REPUBLIKA.CO.ID, JAKARTA -- Perhimpunan Pendidikan dan Guru (P2G) menolak guru dijadikan penanggung jawab Makan Bergizi Gratis (MBG) di sekolah. P2G memandang kebijakan malah menambah beban guru yang sudah bertumpuk.
Kepala Bidang Advokasi Guru P2G, Iman Zanatul Haeri menyatakan kebijakan BGN adalah bentuk lepas tangan terhadap kasus-kasus keracunan MBG yang akhir-akhir ini makin marak terjadi.
“Terbitnya SE ini patut diduga BGN mencoba lepas tangan dari tanggungjawab terhadap fenomena keracunan MBG di sekolah," kata Iman kepada wartawan, Rabu (1/10/2025).
Iman menegaskan pelibatan guru secara teknis dalam distribusi MBG di sekolah sangat mengganggu proses belajar mengajar. Sebenarnya sejak Mei 2025, P2G sudah memberikan saran agar MBG dihentikan sementara mengingat kasus keracunan terus terjadi.

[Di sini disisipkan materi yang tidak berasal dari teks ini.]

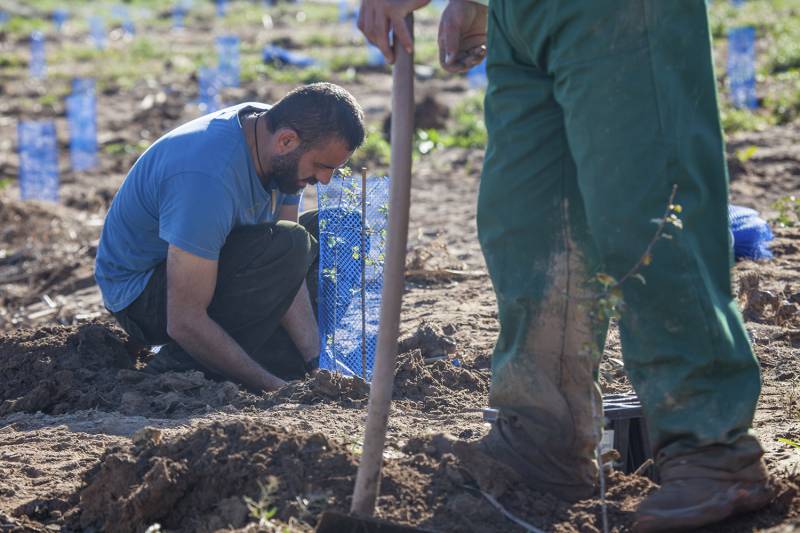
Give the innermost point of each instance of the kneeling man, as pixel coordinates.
(202, 251)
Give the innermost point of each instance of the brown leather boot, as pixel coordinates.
(506, 457)
(694, 495)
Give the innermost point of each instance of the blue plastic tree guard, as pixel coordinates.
(60, 16)
(178, 16)
(348, 303)
(742, 67)
(209, 82)
(82, 120)
(476, 76)
(97, 30)
(281, 56)
(751, 233)
(38, 155)
(37, 68)
(83, 85)
(344, 11)
(228, 51)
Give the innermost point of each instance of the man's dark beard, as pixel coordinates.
(283, 172)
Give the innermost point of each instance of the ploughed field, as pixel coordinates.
(89, 442)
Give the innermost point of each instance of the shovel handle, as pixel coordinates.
(369, 469)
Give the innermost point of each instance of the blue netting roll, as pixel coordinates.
(751, 233)
(345, 325)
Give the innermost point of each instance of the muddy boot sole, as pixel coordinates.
(727, 500)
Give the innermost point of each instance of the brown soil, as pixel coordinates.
(89, 441)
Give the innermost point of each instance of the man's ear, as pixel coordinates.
(286, 140)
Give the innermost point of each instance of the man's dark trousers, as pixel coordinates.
(261, 268)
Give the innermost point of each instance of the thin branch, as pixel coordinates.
(520, 522)
(659, 231)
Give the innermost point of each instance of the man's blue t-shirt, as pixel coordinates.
(189, 189)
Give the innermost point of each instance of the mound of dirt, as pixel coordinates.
(438, 386)
(63, 369)
(323, 386)
(199, 481)
(431, 339)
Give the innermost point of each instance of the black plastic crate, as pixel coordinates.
(623, 414)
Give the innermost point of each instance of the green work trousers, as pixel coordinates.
(595, 109)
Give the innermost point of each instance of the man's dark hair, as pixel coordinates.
(318, 113)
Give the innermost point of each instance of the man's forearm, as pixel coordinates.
(211, 346)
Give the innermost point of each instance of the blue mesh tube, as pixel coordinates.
(349, 328)
(38, 155)
(742, 67)
(82, 119)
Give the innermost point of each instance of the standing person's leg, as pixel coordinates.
(636, 81)
(532, 229)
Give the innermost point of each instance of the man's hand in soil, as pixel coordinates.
(462, 35)
(377, 17)
(190, 287)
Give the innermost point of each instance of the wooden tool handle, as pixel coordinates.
(380, 396)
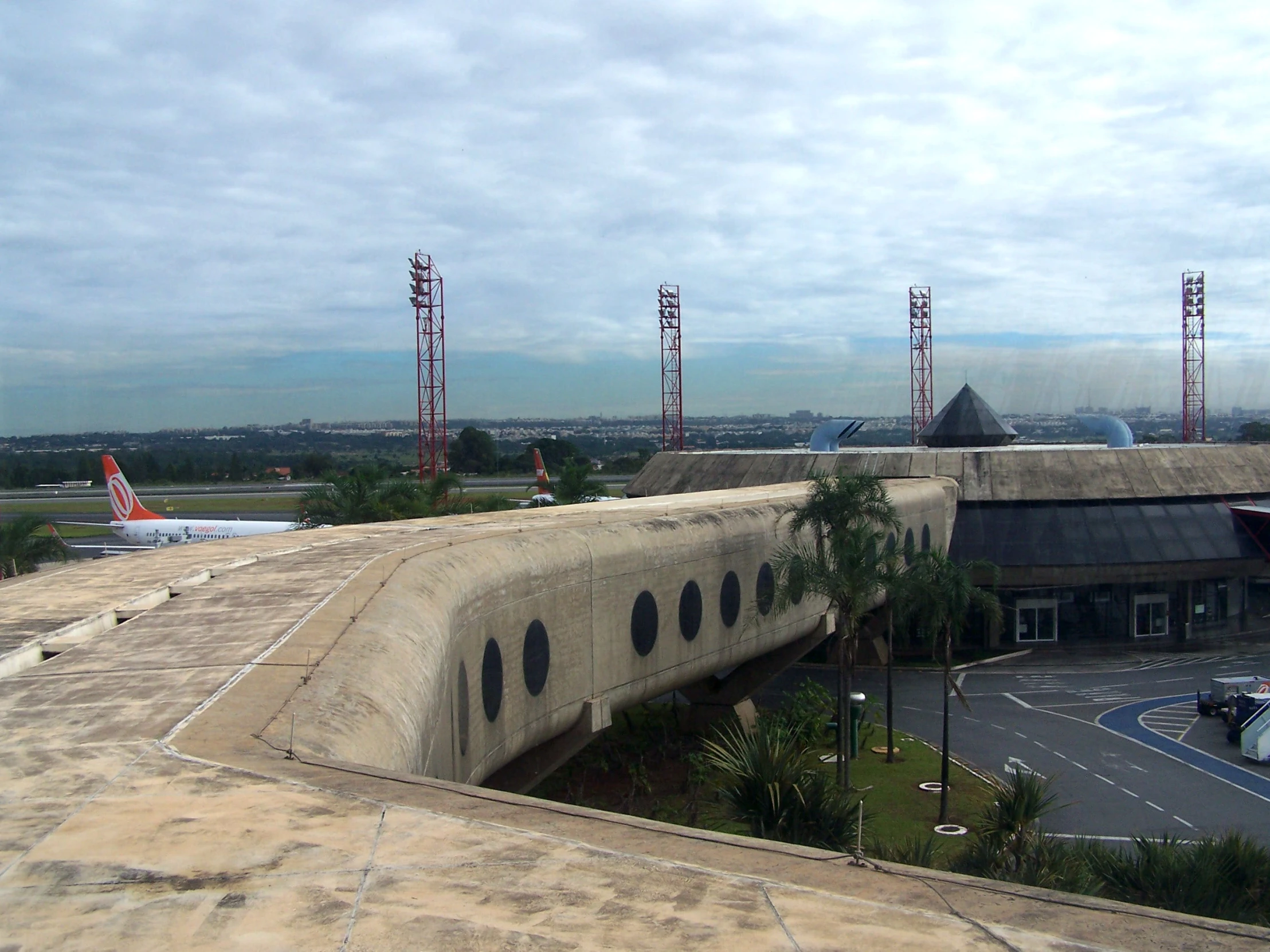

“Bayangkan, pertama MBG datang, guru harus menalikan ulang agar bisa diangkut ke tiap kelas, kemudian guru-guru harus mencicipinya terlebih dahulu, mengawasi agar langsung dimakan murid, dan membereskannya kembali. Jika wadahnya hilang, sekolah justru harus mengganti,” ujar Iman.
Menurut Iman, guru mencicipi MBG memiliki dua konsekuensi. Pertama, guru tidak memiliki kemampuan mendeteksi makanan beracun karena bukan tugas guru. Kalau deteksi itu dengan cara mencicipi, maka itu sama dengan mempertaruhkan nyawa guru. Konsekuensi kedua, membahayakan keselamatan dan kesehatan kerja guru.
"Pekerjaan guru adalah mengajar, bukan mempertaruhkan kesehatan dan keselamatan kerja," ujar Iman.